Tuesday, May 26, 2009

salad with honey roasted rhubarb and Parmesan crisps in champagne vinaigrette


  • mixed salad greens
  • rhubarb, chopped
  • honey
  • Parmesan cheese
  • champagne vinegar
  • olive oil
  • sugar

Preheat oven to 400 degrees. In large casserole dish combine rhubarb with a generous amount of honey and roast for 20 minutes or until cooked (I figured this would be messy, so I used a tray from the dollar store so I could just toss it when done). Once rhubarb is cooked, drain water and chill. Line a baking tray with parchment paper sprayed with olive oil, or a cooking spray if you don't own a Misto (there's that crass commercialism again- really folks, I don't sell this stuff). Place 3 inch ound piles of Parmesan cheese on tray and bake for 10-15 minutes or until just browned and crispy. Once done, set aside to cool. Whisk together oil and vinegar with a few pinches of sugar to taste. Assemble greens on plate, top with rhubarb and crisp, drizzle with dressing.

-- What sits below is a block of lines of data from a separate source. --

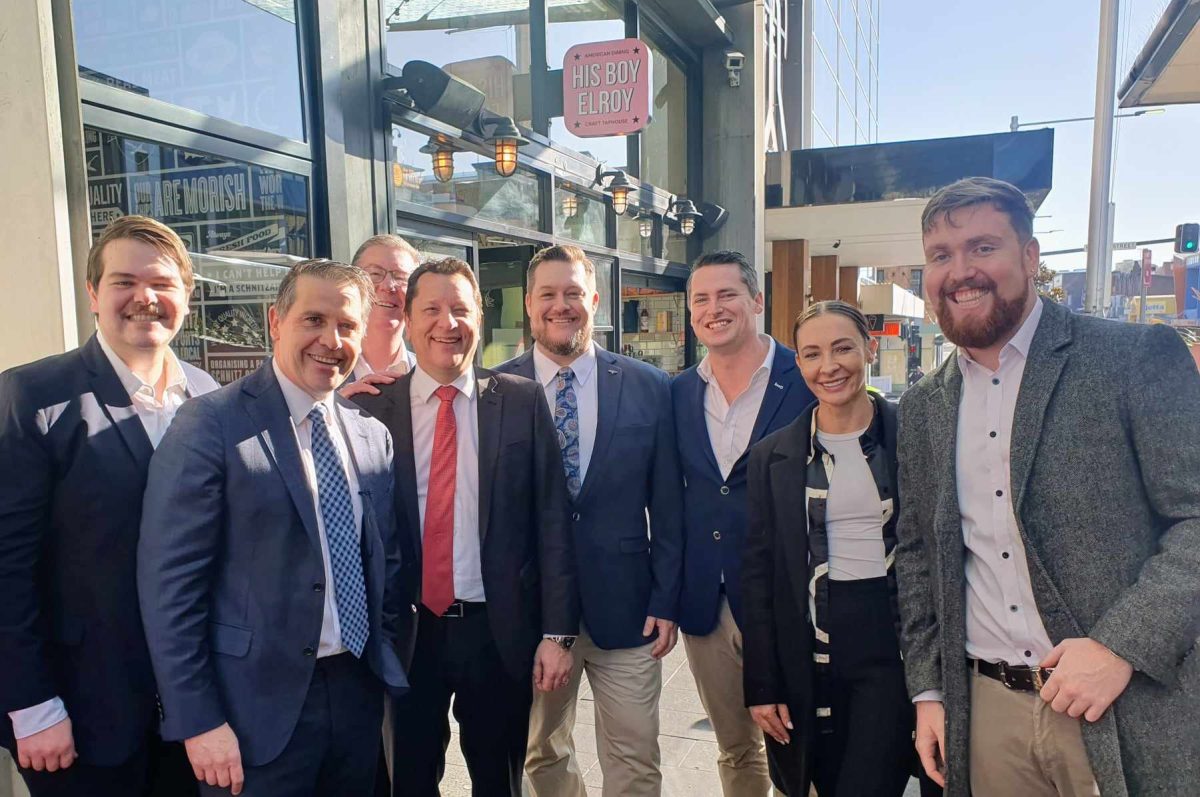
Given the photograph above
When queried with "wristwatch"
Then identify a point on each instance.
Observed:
(564, 642)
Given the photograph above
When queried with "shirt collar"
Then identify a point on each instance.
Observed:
(706, 369)
(177, 381)
(1021, 341)
(299, 402)
(583, 366)
(424, 385)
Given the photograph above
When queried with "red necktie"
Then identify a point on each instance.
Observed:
(437, 546)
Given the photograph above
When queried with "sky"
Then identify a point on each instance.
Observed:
(965, 69)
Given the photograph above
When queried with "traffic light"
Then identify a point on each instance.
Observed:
(1187, 239)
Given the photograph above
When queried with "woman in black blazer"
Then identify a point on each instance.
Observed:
(822, 667)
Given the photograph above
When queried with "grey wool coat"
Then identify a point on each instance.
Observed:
(1105, 486)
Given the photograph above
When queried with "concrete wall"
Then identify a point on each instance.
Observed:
(40, 183)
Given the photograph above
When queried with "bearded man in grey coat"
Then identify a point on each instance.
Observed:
(1049, 538)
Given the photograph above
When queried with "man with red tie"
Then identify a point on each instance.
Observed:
(484, 525)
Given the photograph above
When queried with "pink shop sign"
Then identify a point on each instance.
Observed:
(606, 88)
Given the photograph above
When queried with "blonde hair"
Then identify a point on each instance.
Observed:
(148, 231)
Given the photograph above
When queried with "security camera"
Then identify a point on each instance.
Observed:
(733, 64)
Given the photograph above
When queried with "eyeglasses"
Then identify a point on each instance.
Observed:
(379, 276)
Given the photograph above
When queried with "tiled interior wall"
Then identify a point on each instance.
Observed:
(663, 349)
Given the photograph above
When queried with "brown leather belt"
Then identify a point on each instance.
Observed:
(1019, 677)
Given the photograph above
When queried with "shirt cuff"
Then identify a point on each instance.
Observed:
(35, 719)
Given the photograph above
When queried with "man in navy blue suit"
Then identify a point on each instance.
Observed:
(616, 433)
(268, 567)
(77, 431)
(747, 387)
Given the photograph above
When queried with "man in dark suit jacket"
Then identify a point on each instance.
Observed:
(745, 388)
(76, 437)
(618, 450)
(487, 550)
(268, 561)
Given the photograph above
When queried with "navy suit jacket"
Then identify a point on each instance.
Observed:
(627, 570)
(73, 459)
(231, 575)
(715, 508)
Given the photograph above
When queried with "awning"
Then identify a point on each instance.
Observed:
(1168, 69)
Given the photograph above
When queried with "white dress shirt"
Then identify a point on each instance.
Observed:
(1002, 621)
(853, 522)
(586, 395)
(300, 403)
(468, 569)
(402, 365)
(155, 417)
(731, 423)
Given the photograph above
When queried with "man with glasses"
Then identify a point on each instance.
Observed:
(388, 259)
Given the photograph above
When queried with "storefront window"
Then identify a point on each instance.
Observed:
(629, 237)
(579, 216)
(474, 189)
(580, 22)
(245, 225)
(665, 141)
(233, 59)
(484, 42)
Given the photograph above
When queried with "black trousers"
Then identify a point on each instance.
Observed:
(157, 769)
(333, 750)
(865, 749)
(455, 660)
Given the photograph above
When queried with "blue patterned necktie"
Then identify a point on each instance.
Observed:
(345, 553)
(567, 420)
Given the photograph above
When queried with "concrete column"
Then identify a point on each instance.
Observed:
(733, 118)
(37, 291)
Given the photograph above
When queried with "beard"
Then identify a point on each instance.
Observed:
(979, 334)
(574, 346)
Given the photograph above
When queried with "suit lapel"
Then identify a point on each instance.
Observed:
(491, 415)
(269, 409)
(609, 378)
(1043, 366)
(115, 400)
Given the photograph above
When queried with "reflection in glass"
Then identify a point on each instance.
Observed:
(665, 142)
(234, 60)
(579, 216)
(474, 189)
(484, 42)
(243, 223)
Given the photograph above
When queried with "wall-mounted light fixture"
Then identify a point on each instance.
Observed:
(618, 187)
(685, 211)
(442, 155)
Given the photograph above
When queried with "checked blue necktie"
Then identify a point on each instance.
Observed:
(567, 421)
(345, 553)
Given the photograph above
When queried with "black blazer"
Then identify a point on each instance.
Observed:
(73, 460)
(528, 562)
(775, 627)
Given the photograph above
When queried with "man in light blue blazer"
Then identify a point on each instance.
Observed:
(268, 558)
(616, 433)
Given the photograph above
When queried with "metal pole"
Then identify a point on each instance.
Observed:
(1099, 251)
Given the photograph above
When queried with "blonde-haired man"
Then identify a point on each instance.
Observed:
(77, 431)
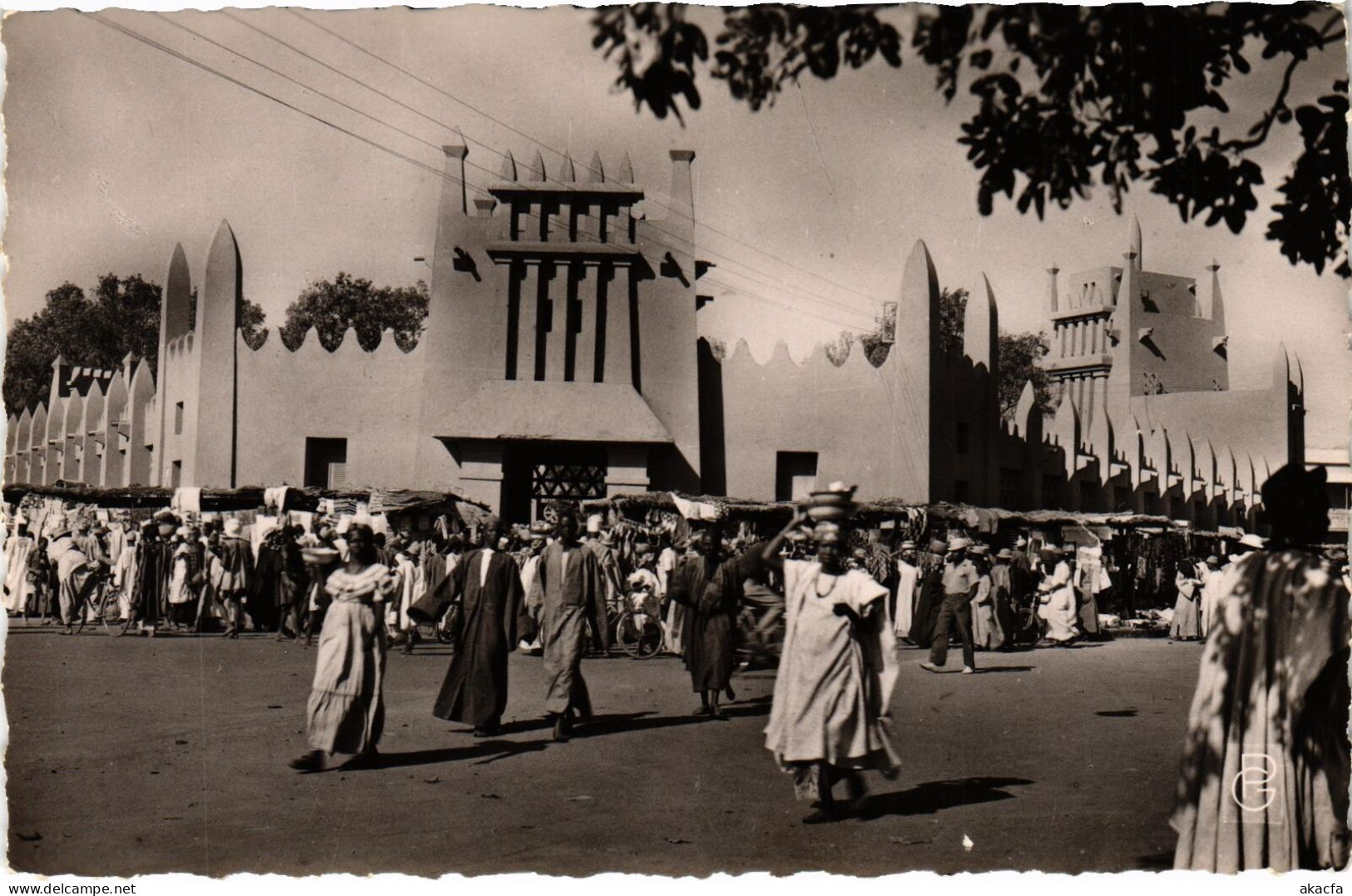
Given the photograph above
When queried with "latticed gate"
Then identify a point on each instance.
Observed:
(567, 482)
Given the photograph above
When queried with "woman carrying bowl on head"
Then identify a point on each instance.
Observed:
(346, 709)
(832, 694)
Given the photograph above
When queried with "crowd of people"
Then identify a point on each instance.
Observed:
(1274, 618)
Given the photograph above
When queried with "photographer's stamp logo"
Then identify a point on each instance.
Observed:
(1255, 785)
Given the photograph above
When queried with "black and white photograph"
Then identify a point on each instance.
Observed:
(676, 441)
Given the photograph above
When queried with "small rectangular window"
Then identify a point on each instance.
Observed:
(324, 460)
(795, 474)
(1010, 487)
(1051, 489)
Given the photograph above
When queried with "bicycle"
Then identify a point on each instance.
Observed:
(638, 631)
(443, 629)
(102, 601)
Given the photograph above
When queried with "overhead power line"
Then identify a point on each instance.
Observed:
(374, 144)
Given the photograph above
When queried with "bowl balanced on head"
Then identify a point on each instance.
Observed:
(833, 503)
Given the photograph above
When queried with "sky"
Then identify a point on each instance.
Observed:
(809, 208)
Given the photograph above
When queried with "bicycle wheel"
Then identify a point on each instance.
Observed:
(638, 636)
(86, 614)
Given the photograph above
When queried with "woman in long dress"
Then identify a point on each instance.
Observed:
(832, 694)
(1056, 597)
(1186, 625)
(346, 709)
(986, 630)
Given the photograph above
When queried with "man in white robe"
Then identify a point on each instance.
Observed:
(908, 588)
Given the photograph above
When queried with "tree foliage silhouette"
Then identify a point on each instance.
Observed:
(334, 305)
(1067, 97)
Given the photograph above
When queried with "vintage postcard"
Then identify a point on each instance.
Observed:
(676, 439)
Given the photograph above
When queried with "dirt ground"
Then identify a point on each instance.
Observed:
(145, 755)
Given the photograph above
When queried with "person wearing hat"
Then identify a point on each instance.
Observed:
(487, 584)
(908, 590)
(1265, 776)
(709, 586)
(567, 599)
(930, 599)
(829, 714)
(960, 580)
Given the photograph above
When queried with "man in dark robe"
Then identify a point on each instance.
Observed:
(567, 599)
(1265, 760)
(155, 568)
(1002, 595)
(710, 587)
(487, 582)
(930, 595)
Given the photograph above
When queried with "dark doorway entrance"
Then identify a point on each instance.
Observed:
(326, 463)
(536, 472)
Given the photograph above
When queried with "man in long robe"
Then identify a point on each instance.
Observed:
(1265, 773)
(487, 582)
(1211, 577)
(529, 560)
(567, 597)
(76, 576)
(930, 595)
(908, 591)
(612, 569)
(17, 553)
(155, 568)
(710, 587)
(1002, 593)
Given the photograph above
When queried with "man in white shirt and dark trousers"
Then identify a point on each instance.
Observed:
(960, 580)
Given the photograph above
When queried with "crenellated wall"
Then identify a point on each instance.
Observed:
(369, 398)
(562, 324)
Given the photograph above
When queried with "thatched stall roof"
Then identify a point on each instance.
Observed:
(252, 498)
(136, 496)
(637, 504)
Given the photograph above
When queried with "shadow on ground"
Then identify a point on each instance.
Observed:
(934, 796)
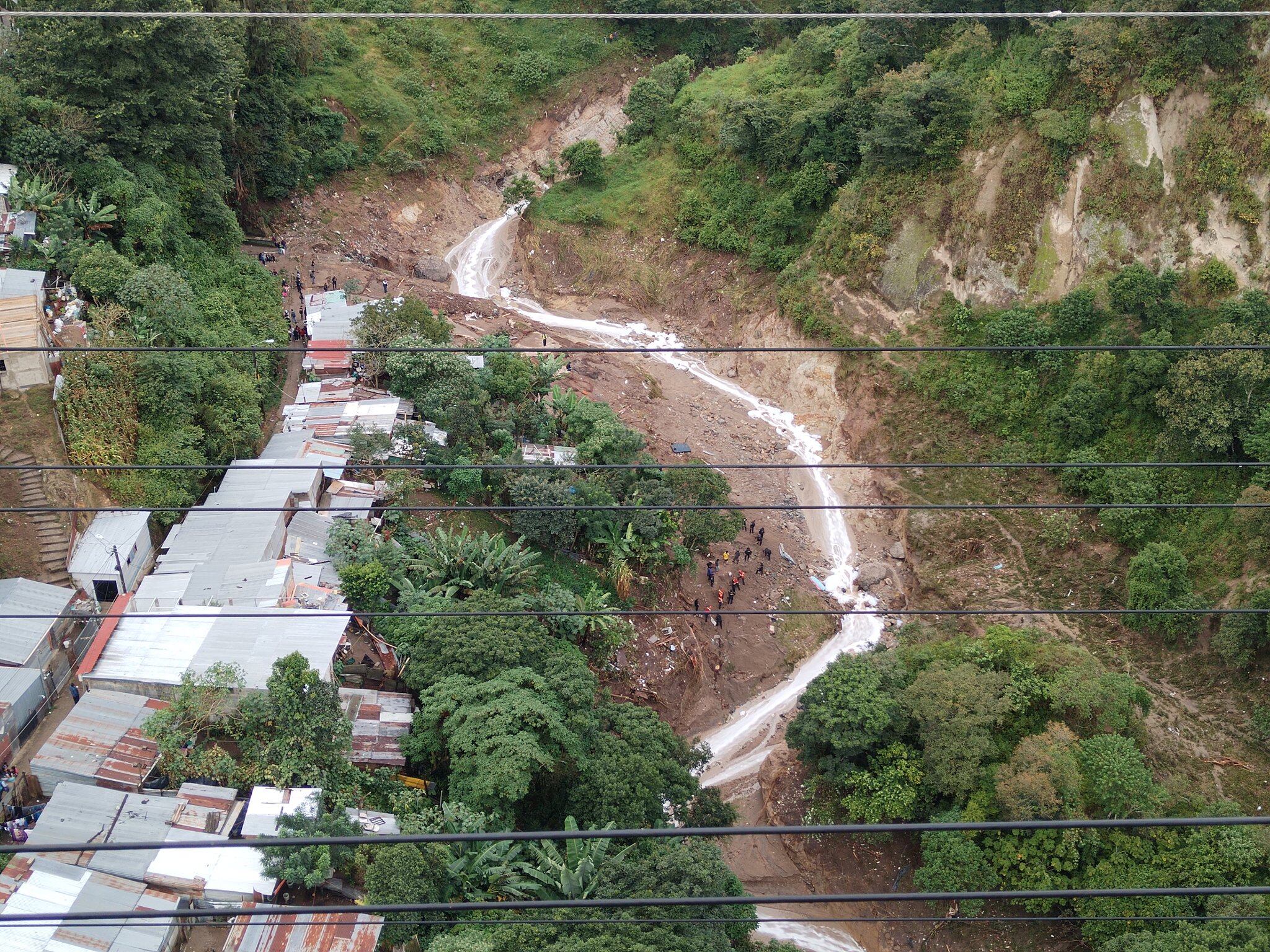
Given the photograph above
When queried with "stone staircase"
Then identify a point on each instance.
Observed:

The dish: This salad was the beginning of a dinner where we hosted both Kim's and my own parents. Everyone had a great time (at least they lied to me and said they did) and this dish was a nod to both of our mothers. The rhubarb came directly from Kim's parent's garden, and my mother-in-law was happy to taste a new preparation of the amazingly bitter veggie. Them bringing me the rhubarb and wondering what I was going to do with it had a cool Iron Chef vibe to it. The crisps were something I made for Easter dinner last year (pre-blog) and my mother absolutely loved them. I would make them more often for her, but truthfully, Parmesan doesn't have the sweetest aroma and my kitchen tends to smell like a foot after making a batch. Be sure to have your exhaust fan on high when attempting this at home. Things went without a hitch though; Kim's parents loved the crisps, my parents loved the rhubarb and all we had were empty salad plates.

1 comment:

  1. Computer Whizzzz says: I LOVE salads--and this one was GREAT!! What a great touch with the rhubarb. AND,--anything with a parmesean crisp tastes even better!